A Cláusula de Desempenho: O que é e como funciona
A cláusula de desempenho é uma regra que determina que os partidos políticos devem alcançar um percentual mínimo de votos válidos para a Câmara dos Deputados ou um número específico de parlamentares eleitos para ter acesso a recursos do Fundo Partidário e tempo de propaganda na televisão e no rádio. Esta norma, em vigor desde a última eleição geral, em 2022, visa garantir uma maior competitividade entre as agremiações e minimizar a fragmentação política.
Praticamente, essa regra impõe um desempenho nacional para os partidos, ao invés de focar apenas em resultados regionais. Isso pode ser observado na última eleição, onde 15 partidos ficaram aquém das exigências estipuladas pela cláusula. Para superar a barreira em 2022, as legendas precisavam:
- Eleger, no mínimo, 11 deputados federais distribuídos em pelo menos um terço das unidades da federação, em nove estados ou em oito estados e no Distrito Federal; ou
- Conseguir pelo menos 2% dos votos válidos, com um mínimo de 1% em nove estados.
Com a aproximação das eleições de 2026, as metas foram atualizadas. Agora, os partidos precisam:
- Eleger 13 deputados federais em pelo menos um terço das unidades da federação, em nove estados ou em oito estados e no Distrito Federal; ou
- Obter pelo menos 2,5% dos votos válidos, com um mínimo de 1,5% em nove estados.
Já para 2030, a cláusula será ainda mais rigorosa, exigindo:
- Eleger ao menos 151 deputados federais distribuídos em pelo menos um terço das unidades da federação, em nove estados ou em oito estados e no Distrito Federal; ou
- Conseguir pelo menos 3% dos votos válidos, com um mínimo de 2% em nove estados.

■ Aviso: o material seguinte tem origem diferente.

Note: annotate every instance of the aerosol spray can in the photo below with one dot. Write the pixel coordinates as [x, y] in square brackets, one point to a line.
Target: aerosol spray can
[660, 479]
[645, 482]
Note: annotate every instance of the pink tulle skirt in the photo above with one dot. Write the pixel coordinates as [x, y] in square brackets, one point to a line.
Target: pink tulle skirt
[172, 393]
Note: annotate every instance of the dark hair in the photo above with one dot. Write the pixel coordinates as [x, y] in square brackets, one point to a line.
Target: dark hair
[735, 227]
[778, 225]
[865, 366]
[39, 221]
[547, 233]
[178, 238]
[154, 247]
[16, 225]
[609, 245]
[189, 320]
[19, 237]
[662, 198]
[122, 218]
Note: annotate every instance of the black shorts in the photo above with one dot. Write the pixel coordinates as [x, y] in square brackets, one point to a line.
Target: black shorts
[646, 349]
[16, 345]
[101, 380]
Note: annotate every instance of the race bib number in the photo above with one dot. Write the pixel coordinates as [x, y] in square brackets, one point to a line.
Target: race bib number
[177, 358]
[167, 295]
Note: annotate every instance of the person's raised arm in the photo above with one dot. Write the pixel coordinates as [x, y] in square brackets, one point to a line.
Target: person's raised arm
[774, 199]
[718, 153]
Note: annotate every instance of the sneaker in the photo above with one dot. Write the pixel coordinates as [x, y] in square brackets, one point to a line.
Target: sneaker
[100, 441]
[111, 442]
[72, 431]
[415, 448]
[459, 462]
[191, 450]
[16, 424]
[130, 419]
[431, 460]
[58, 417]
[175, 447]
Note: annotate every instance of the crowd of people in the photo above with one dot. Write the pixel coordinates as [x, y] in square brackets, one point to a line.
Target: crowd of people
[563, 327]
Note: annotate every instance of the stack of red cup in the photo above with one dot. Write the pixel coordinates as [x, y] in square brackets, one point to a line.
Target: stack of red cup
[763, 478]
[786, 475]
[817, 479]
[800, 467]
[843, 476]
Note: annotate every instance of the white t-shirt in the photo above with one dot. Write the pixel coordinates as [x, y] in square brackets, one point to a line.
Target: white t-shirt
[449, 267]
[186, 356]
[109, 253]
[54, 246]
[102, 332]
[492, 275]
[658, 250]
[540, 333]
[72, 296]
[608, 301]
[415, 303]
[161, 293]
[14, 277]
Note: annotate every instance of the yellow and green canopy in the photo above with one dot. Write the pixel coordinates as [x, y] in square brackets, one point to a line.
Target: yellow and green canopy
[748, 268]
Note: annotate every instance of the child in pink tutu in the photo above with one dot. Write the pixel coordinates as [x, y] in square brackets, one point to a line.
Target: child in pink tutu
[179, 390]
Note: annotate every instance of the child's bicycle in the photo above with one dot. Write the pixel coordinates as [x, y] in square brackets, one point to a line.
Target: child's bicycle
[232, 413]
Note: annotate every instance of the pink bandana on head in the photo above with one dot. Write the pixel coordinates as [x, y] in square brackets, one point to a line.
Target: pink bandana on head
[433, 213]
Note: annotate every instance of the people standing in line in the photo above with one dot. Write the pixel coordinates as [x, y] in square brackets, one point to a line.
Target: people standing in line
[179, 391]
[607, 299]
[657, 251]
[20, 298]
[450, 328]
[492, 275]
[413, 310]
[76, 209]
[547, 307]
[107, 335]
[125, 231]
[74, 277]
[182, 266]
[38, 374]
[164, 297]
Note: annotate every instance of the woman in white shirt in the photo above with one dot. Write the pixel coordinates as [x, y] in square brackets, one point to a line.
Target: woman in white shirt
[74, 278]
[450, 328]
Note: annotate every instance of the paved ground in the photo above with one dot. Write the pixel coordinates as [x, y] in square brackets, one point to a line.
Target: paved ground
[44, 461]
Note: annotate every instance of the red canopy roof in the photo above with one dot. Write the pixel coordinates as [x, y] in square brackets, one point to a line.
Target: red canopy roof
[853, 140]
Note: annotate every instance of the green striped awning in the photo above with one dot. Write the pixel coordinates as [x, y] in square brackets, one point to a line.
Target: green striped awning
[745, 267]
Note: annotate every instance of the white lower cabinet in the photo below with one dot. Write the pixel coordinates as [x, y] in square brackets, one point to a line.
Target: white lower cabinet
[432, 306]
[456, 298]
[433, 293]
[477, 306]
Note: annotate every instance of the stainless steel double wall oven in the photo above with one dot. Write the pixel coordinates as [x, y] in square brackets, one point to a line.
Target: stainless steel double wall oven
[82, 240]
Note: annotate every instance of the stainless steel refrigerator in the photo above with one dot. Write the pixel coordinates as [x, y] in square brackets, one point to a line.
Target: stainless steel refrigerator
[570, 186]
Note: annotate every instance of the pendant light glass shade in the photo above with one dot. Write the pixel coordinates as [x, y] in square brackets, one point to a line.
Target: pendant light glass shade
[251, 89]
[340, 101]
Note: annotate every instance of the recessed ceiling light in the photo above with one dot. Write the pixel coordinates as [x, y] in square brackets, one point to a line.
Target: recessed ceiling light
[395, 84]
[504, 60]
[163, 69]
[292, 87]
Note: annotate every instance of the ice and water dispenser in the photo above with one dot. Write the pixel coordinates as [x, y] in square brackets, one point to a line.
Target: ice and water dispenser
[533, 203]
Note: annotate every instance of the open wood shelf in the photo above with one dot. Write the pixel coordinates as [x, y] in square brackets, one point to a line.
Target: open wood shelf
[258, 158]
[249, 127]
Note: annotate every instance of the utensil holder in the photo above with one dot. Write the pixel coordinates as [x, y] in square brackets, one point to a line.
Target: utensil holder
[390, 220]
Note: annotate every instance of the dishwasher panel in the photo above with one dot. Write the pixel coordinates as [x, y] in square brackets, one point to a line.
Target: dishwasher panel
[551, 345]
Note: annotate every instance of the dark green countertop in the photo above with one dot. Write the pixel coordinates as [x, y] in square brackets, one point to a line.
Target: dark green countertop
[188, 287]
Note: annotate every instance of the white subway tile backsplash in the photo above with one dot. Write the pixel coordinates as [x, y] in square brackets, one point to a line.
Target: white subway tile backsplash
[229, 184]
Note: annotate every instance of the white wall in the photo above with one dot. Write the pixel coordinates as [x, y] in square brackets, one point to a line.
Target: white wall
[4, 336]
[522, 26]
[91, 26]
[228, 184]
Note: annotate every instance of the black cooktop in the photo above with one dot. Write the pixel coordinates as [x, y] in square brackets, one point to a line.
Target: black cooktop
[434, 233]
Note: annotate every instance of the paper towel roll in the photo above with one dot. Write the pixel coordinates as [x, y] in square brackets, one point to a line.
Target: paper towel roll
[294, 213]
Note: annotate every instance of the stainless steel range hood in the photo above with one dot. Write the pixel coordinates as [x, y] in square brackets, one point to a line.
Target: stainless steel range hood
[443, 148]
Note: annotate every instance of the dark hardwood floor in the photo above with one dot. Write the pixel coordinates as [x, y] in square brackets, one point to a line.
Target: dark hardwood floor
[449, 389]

A Efeito na Representação Partidária
Nas eleições de 2018, 30 partidos conseguiram eleger pelo menos um representante. Contudo, em 2022, esse número caiu para 19, levando em consideração as federações como uma única entidade. Atualmente, 17 siglas estão representadas na Câmara, refletindo uma concentração maior nas agremiações. Por exemplo, o PTB e o Patriota, que não alcançaram a cláusula de desempenho, se fundiram para formar o Partido da Renovação Democrática (PRD). O Pros, que elegeu três deputados em 2022, também foi incorporado pelo Solidariedade.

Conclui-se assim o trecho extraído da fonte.